Civil procedure – validity of contract – no oral modification – whether a contractual term prescribing that an agreement may not be amended save in writing signed on behalf of the parties is legally effective
The case concerns a variation of an existing contract which contained a ‘No Oral Modification’ clause. MWB operates serviced offices in Central London. Rock entered a contractual licence with MWB to occupy office space in Marble Arch, and had accumulated licence fees in arrears. Rock’s sole director proposed a revised schedule of payments and discussed the proposal with MWB’s credit controller over the telephone. Subsequently, Rock contended that an agreement was concluded, albeit orally, meaning that the licence agreement was varied in accordance with the revised schedule; however, MWB’s credit controller denied this. She proceeded to treat the revised schedule as a proposal in a continuing negotiation, and took it to her boss who rejected it. MWB locked Rock out of the premises and sued for the arrears. Rock counterclaimed damages for wrongful exclusion premises, relying upon an oral agreement.
The crux of the dispute is whether the variation agreement was effective in law.
The case came before the Central London County Court, which decided it in favour of MWB. It found that an oral agreement had been made with the credit controller to vary the licence in accordance with the revised schedule, and that she had ostensible authority to make such an agreement. However, The County Court held the variation was ineffective because it was not recorded in writing signed on behalf of both parties, as required by the contractual terms.

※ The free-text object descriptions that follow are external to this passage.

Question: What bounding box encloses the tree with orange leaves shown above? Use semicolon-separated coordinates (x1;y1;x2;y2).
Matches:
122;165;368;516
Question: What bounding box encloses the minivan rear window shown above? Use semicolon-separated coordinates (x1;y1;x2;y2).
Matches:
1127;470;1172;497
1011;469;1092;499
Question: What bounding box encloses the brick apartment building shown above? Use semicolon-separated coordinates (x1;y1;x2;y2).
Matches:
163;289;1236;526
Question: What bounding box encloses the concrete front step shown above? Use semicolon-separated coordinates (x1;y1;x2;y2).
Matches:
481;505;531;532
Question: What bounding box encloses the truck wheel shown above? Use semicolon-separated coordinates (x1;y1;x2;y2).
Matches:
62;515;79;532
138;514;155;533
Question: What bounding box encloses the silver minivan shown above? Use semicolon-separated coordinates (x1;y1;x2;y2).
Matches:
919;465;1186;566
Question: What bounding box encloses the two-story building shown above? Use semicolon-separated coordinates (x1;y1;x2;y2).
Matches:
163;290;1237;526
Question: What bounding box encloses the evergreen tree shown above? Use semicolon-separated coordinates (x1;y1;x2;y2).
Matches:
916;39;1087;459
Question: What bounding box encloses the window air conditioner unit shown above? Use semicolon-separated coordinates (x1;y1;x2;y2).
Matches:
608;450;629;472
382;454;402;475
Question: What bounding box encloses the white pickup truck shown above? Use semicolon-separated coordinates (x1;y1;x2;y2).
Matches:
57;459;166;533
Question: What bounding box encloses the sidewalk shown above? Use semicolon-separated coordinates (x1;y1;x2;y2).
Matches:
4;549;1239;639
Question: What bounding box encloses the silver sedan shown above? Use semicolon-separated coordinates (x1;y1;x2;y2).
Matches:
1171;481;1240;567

The Court of Appeal ( QB 604) overturned the County Court’s decision the oral agreement to revise the schedule of payments also amounted to an agreement to dispense with the ‘No Oral Modification’ clause. It followed that MWB were bound by the variation and were not entitled to claim the arrears at the time when they did.
Held, allowing the appeal and restoring the order of the Central London County Court:
- The Supreme Court held the alteration by oral agreement was ineffective.
- The reason being the original licence agreement contained a ‘No Oral Modification’ clause, such that “All variations to this Licence must be agreed, set out in writing and signed on behalf of both parties before they take effect.”
- The oral agreement was not reduced in writing and signed by both parties.
- The Supreme Court, held that altering the original contract orally, where the terms say that it cannot be modified orally, the Courts should naturally infer that, because the parties have failed to observe this formal requirement to put the alteration in writing, both parties had not intended to dispense with the ‘No Oral Modification’ clause, but they had overlooked it.